QAnon Facebook löscht Accounts von Verschwörungsideologen

Facebook geht erneut gegen Mitglieder vor, die in Verbindung mit den Verschwörungstheorien von QAnon stehen. Das soziale Netzwerk löschte Hunderte Gruppen, Fanseiten und Anzeigen und ging auch gegen Instagram-Accounts vor.
Anhänger der QAnon-Bewegung

Anhänger der QAnon-Bewegung

Foto: RICK LOOMIS/ AFP

Nach Twitter geht auch Facebook gegen die amerikanische Verschwörungstheorien-Bewegung QAnon vor. Man habe 790 Gruppen, 100 Seiten und 1500 Anzeigen mit Verbindung zu QAnon entfernt, teilte das weltgrößte Onlinenetzwerk am Mittwoch mit. Zudem seien bei 1950 Facebook-Gruppen und 10.000 Accounts der Fotoplattform Instagram Einschränkungen verhängt worden.

Die zentrale Behauptung der QAnon-Anhänger ist, dass es eine Verschwörung gegen US-Präsident Donald Trump in den tieferen Schichten des US-Regierungsapparats gäbe.

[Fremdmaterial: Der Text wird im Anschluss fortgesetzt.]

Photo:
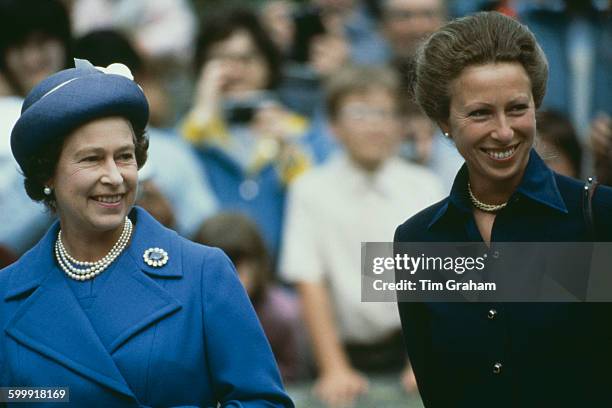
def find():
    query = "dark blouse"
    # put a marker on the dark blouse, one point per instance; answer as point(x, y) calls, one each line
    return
point(512, 354)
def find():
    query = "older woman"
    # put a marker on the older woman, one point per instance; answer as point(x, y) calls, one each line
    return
point(109, 303)
point(481, 79)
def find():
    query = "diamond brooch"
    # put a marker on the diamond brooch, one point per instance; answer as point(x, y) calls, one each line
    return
point(155, 257)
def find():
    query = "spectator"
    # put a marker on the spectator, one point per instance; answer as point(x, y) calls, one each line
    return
point(577, 38)
point(34, 43)
point(277, 309)
point(249, 144)
point(405, 23)
point(175, 189)
point(351, 199)
point(558, 143)
point(601, 141)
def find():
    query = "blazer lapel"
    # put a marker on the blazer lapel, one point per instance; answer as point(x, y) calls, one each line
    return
point(51, 321)
point(130, 301)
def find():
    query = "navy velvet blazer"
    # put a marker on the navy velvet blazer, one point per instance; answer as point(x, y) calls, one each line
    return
point(184, 334)
point(527, 354)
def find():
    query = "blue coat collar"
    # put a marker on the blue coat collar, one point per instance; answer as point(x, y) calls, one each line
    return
point(147, 234)
point(538, 184)
point(51, 321)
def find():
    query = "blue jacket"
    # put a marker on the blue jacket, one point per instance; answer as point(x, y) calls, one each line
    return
point(184, 334)
point(550, 354)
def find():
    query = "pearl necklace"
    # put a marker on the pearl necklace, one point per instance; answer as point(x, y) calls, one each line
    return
point(93, 269)
point(483, 206)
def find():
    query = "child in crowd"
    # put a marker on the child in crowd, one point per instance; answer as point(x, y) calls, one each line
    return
point(276, 308)
point(360, 195)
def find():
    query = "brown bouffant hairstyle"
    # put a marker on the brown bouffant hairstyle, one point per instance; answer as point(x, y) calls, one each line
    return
point(482, 38)
point(40, 168)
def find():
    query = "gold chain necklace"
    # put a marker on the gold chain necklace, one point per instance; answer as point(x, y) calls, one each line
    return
point(483, 206)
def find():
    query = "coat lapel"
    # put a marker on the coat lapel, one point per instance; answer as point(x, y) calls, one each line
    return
point(51, 321)
point(131, 300)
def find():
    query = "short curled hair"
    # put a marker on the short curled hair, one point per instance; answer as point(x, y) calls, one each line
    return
point(40, 167)
point(482, 38)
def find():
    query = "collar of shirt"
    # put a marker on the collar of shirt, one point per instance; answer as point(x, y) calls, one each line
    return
point(538, 184)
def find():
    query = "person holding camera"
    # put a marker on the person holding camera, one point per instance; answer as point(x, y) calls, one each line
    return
point(249, 144)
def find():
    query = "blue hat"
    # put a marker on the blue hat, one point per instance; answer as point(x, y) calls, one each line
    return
point(70, 98)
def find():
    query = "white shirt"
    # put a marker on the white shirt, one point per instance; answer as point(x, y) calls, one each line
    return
point(331, 210)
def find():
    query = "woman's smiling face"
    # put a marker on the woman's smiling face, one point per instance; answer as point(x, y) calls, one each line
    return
point(96, 177)
point(492, 120)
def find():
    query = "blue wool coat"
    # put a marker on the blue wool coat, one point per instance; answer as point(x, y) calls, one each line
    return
point(184, 334)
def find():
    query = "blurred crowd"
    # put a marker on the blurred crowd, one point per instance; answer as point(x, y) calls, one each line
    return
point(284, 133)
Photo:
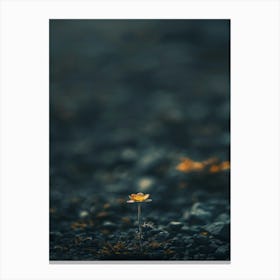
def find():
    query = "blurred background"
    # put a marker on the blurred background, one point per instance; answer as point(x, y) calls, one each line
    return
point(138, 106)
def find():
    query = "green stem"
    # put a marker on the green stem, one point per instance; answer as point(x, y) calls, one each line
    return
point(139, 225)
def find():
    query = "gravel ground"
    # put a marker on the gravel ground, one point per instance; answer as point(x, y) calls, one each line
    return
point(139, 106)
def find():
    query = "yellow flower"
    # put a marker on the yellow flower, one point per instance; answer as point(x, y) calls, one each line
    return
point(139, 197)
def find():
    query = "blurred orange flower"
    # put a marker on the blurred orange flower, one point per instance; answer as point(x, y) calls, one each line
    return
point(139, 197)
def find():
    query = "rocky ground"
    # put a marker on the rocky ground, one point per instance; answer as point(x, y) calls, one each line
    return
point(139, 106)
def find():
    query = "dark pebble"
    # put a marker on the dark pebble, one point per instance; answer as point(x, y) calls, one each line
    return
point(219, 229)
point(109, 225)
point(175, 225)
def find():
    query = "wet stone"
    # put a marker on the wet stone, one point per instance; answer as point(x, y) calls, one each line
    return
point(219, 229)
point(198, 214)
point(109, 225)
point(175, 225)
point(222, 252)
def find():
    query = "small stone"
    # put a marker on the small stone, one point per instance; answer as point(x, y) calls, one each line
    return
point(198, 214)
point(109, 225)
point(128, 155)
point(83, 214)
point(219, 229)
point(162, 236)
point(223, 218)
point(222, 252)
point(201, 239)
point(175, 225)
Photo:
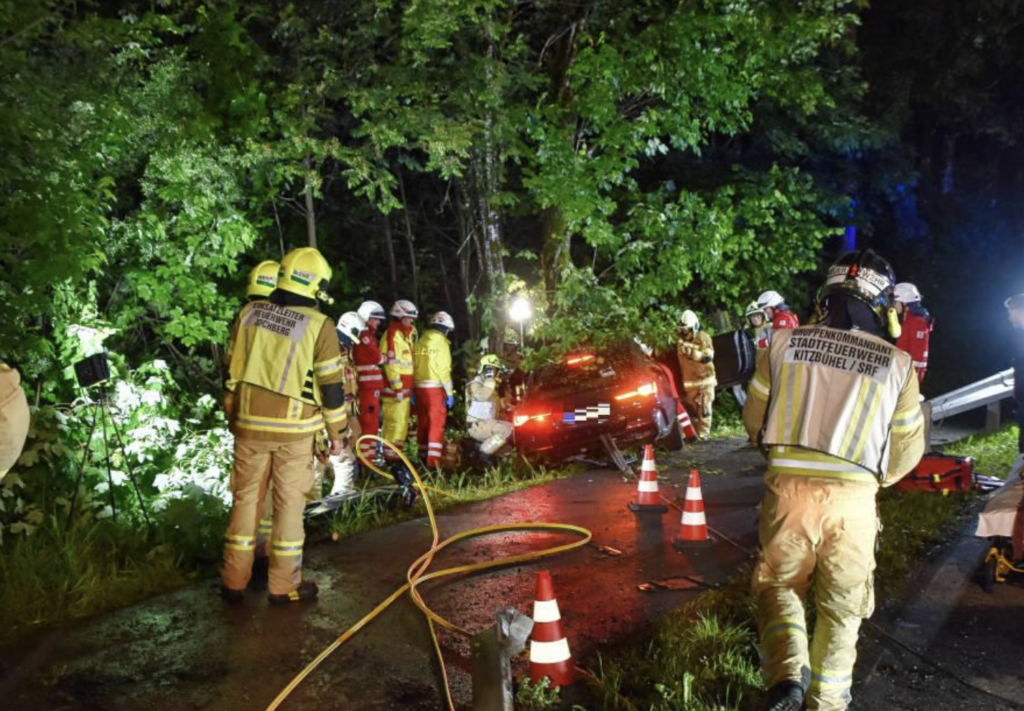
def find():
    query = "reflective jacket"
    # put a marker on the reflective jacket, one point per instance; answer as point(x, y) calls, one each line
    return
point(432, 362)
point(285, 373)
point(368, 359)
point(692, 354)
point(836, 404)
point(915, 333)
point(397, 348)
point(482, 401)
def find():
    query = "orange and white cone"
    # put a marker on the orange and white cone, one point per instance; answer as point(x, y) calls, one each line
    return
point(647, 496)
point(693, 526)
point(685, 424)
point(549, 650)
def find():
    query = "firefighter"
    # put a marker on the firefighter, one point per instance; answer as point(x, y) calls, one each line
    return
point(483, 409)
point(777, 314)
point(350, 327)
point(262, 282)
point(286, 376)
point(696, 366)
point(434, 391)
point(368, 359)
point(915, 324)
point(835, 408)
point(396, 345)
point(758, 321)
point(13, 418)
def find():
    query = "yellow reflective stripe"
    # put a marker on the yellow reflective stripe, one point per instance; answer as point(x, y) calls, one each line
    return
point(857, 408)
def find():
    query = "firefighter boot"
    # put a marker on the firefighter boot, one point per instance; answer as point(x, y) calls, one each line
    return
point(786, 696)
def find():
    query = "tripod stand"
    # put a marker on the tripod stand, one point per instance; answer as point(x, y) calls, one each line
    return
point(101, 414)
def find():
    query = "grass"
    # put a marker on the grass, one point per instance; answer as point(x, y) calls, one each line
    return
point(53, 576)
point(702, 657)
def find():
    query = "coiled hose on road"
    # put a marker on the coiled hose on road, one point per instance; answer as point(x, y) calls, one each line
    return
point(417, 573)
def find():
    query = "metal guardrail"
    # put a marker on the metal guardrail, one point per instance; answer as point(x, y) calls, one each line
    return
point(977, 394)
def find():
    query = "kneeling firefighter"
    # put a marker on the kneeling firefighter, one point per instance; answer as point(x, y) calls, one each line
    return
point(835, 427)
point(483, 406)
point(286, 376)
point(696, 356)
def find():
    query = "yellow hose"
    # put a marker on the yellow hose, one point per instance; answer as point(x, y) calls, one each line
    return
point(418, 573)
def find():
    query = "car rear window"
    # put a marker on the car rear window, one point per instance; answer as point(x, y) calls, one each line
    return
point(586, 370)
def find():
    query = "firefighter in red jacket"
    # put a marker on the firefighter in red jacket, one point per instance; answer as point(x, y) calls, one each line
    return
point(915, 325)
point(777, 314)
point(369, 360)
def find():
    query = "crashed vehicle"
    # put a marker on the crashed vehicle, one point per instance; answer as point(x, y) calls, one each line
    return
point(593, 401)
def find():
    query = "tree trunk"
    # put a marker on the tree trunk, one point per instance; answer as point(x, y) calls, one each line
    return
point(310, 211)
point(389, 250)
point(410, 240)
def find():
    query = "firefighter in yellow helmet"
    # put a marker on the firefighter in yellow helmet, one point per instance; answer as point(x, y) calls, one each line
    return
point(262, 282)
point(483, 408)
point(696, 366)
point(286, 376)
point(835, 407)
point(396, 345)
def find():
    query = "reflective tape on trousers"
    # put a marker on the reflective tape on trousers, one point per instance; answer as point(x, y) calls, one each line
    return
point(546, 611)
point(693, 518)
point(550, 653)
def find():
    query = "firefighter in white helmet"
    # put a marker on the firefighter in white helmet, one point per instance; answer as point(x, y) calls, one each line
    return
point(286, 374)
point(835, 407)
point(369, 362)
point(344, 464)
point(396, 344)
point(696, 356)
point(483, 408)
point(916, 325)
point(777, 316)
point(434, 391)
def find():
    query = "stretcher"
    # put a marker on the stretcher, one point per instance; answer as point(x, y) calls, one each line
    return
point(1001, 523)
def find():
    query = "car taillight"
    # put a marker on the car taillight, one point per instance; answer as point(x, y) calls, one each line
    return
point(642, 391)
point(519, 420)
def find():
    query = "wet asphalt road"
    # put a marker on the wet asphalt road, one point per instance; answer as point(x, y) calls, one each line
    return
point(188, 651)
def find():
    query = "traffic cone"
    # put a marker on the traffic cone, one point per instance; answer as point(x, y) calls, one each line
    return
point(689, 432)
point(549, 650)
point(647, 496)
point(693, 526)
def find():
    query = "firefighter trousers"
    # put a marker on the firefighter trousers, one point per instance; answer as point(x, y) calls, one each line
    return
point(395, 426)
point(370, 419)
point(818, 535)
point(431, 413)
point(697, 402)
point(258, 463)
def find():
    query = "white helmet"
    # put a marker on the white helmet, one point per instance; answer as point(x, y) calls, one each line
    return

Außerdem behaupten sie oft, prominente Politiker der Demokratischen Partei in den USA ließen sich mit Hormonen behandeln, die aus dem Blut von Kindern gewonnen würden. Twitter hatte bereits vor knapp einem Monat mehr als 7000 Accounts, die QAnon-Unterstützern zugerechnet wurden, dauerhaft gesperrt. 

Facebook sehe Bewegungen, "die Gewaltakte befürworten, die zeigen, dass sie Waffen haben, und andeuten, dass sie diese auch einsetzen würden", erklärte das Onlinenetzwerk. 

Facebook sagte außerdem, dass 980 Gruppen bei dem Onlinenetzwerk für Aufrufe zu Unruhen entfernt worden seien. Einige davon würden mit dem Namen Antifa in Verbindung gebracht, hieß es. Unter anderem US-Präsident Donald Trump bezeichnet Antifa-Gruppen als Drahtzieher jüngster Plünderungen in amerikanischen Städten.